I hate to think what might have happened- asphyxiation and all that- but as it turns out Dean couldn’t figure out how to stuff him into the box, what with little Sam all straight-legged and unbendable like he was. By the time John came back to check on them, Sam was unwrapped and they were both sprawled on the floor, laughing from the belly and popping bubbles.
***
Then there was that Halloween when Dean was eleven and not all that into dressing up anymore, but, boy, Sammy sure was. It was one of those rough times when they were sharing a can of Chunky Soup over boiled rice for dinner every night and John walked everywhere to save gas money and the boys got their school shoes from Goodwill instead of K-Mart. Dean knew for sure there wasn’t going to be any cash doled out for costumes that year, no way.
So after school he went trashpicking- hey, it’s a venerable Winchester tradition!- to maybe score something that would pass muster with Sam. He didn’t find much, mostly trash, no surprise there, right? But after two hours bare-handed, bare-headed in the cold, he stumbled on a dumpster full of boxes of unopened office supplies that someone must’ve thrown out by mistake: colored tape and paper clips and twelve-packs of ballpoint pens and bubble wrap.
That’s how Sammy ended up trick-or-treating as a superhero, wearing blue pajamas with bubble wrap armbands and wristbands accented with red and yellow tape and a big “S” taped onto his chest, and a bubble wrap cape that made these awesome farting noises every time Sammy sat down.
***
Once, on a summer afternoon when they were living in an old abandoned farmhouse miles from the nearest town, John was off hunting and Dean was in charge and Sam was climbing this monster tree in the back yard when he fell and broke his leg, bad. Not a compound fracture this time, but really, no one’s shin should ever bend at that kind of angle.
So there's Dean with Sammy- white-as-a-ghost and about to puke but not crying, God bless him- and no phone, no car, no neighbors, and no idea what to do. Dean had enough first aid training (and field experience, too) to know he wasn’t going to be able to fix Sam with some Tylenol and a couple days forced bed rest, and he knew he had to stabilize Sam’s leg and get him some real medical attention, real fast.

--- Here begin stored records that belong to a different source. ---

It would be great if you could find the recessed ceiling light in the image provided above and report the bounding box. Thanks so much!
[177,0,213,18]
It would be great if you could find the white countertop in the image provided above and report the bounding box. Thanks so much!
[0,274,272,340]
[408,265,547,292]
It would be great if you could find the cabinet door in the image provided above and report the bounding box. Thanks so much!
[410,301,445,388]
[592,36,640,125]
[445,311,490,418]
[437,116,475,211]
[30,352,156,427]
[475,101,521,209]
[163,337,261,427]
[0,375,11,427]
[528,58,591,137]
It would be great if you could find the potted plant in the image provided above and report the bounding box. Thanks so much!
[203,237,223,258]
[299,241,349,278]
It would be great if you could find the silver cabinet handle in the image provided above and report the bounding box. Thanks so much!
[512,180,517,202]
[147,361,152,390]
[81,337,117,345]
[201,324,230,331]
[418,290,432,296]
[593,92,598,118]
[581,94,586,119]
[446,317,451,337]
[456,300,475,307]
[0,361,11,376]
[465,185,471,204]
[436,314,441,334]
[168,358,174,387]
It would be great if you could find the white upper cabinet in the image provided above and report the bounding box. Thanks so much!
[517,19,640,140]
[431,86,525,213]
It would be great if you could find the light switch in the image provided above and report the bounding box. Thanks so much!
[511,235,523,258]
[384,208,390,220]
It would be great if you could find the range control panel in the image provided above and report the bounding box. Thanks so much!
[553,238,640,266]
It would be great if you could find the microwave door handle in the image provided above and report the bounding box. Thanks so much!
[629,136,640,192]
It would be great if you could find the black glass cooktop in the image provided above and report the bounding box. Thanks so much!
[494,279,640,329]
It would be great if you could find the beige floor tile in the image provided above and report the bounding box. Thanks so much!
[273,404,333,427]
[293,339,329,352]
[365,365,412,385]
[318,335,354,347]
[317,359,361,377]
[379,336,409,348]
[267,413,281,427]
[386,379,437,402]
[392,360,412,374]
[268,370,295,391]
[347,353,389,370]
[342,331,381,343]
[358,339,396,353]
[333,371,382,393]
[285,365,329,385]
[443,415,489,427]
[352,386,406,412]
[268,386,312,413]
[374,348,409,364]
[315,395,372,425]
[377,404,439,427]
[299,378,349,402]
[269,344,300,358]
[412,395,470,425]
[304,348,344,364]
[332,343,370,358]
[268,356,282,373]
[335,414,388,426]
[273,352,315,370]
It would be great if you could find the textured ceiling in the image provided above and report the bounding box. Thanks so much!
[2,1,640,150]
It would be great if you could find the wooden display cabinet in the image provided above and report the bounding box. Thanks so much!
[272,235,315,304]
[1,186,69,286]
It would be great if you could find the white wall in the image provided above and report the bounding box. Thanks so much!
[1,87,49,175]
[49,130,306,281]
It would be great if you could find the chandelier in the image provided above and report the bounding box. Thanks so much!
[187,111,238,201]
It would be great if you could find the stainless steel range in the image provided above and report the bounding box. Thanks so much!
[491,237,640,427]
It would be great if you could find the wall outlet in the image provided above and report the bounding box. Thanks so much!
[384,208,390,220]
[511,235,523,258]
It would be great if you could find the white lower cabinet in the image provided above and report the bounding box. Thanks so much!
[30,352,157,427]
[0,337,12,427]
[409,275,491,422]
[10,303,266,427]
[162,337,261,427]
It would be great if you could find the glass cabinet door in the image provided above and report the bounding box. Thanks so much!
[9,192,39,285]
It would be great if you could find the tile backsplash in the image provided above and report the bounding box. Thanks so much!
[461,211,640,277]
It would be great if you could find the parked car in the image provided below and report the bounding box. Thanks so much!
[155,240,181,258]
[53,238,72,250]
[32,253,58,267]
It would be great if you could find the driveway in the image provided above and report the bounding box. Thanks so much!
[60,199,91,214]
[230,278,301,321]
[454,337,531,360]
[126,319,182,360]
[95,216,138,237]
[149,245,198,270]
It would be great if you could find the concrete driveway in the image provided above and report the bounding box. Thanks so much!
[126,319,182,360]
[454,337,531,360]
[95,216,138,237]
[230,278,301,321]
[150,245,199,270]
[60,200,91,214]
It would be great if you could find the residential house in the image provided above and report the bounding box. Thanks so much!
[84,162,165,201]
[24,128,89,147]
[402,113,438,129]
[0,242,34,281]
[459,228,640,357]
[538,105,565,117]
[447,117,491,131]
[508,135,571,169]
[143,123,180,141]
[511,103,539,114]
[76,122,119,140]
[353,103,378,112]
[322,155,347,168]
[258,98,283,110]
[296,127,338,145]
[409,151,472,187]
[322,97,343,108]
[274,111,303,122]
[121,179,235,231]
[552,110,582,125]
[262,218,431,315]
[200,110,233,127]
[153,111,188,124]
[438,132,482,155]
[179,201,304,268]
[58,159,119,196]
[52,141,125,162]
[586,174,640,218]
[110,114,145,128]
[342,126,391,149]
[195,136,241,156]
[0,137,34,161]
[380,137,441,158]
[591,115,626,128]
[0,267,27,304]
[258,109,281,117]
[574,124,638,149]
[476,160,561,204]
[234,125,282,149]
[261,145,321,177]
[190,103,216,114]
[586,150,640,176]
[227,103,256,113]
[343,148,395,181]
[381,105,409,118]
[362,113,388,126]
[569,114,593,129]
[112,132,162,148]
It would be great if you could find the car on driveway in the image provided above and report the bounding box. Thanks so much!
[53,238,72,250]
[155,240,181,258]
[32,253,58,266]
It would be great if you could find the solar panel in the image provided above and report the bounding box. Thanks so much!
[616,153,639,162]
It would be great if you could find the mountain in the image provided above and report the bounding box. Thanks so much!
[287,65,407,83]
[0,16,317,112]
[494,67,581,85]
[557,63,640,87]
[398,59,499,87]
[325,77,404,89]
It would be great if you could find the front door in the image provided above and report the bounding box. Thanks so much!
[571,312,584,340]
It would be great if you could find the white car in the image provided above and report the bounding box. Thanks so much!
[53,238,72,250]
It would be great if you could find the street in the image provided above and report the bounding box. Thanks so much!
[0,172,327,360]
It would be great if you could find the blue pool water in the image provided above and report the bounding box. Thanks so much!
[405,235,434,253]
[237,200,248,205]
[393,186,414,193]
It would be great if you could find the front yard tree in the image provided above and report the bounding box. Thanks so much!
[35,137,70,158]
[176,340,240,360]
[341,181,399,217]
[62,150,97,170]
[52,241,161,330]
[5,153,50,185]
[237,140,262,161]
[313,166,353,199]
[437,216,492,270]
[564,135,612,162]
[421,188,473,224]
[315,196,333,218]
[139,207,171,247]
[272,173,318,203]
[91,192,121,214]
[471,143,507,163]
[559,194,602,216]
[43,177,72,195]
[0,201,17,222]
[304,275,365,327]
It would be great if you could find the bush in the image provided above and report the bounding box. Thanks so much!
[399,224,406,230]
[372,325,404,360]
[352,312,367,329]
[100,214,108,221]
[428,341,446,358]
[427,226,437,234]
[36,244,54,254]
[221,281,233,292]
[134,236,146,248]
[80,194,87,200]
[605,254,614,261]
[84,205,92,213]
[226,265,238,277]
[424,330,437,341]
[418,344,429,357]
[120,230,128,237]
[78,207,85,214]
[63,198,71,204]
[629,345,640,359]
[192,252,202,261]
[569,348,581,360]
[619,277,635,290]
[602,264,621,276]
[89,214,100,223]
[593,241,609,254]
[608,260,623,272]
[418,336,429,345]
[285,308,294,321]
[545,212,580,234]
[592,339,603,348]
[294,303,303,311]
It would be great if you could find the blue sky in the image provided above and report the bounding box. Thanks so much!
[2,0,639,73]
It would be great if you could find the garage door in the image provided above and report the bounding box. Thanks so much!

Dean squeezed Sam’s shoulder and told him he’d be right back and ran into the house, his feet barely touching the stairs in his mad dash. Looking, looking around for something to use as a splint, he couldn’t find a goshdarn thing. So he grabbed one of the kitchen chairs and broke the leg clean off, believe it or not, with a sharp downward kick and grabbed a wad of bubble wrap out of a box that had come in the mail with some old books for John. Then back out to the yard and to Sam. Dean wrapped that leg lightly but firmly and hoisted Sammy up on the handlebars of his bike to tow him- and maybe Sammy was crying a little now, silently- the long, hot six miles to the doctor's office in town.
***
I would tell you about the time when Sam was a high school freshman and made the varsity basketball team, and there was this one night of hazing where all the seniors… but, no. I think Sam’d kill me if I told you that one.
***
I mean, really, it was Dean’s fault for starting up the prank war again after they called a truce back in Texas after that thing with the tulpa. So it shouldn’t have been any surprise when he woke up one morning with his legs swathed in bubble wrap and bound with so much tape it took him half an hour to saw through it -- that is, once he had humped himself across the room like a beached seal to his duffle because that sneaky son-of-a-gun had slipped the Bowie knife out from under Dean’s pillow.
Where the heck had Sam gotten bubble wrap, anyway?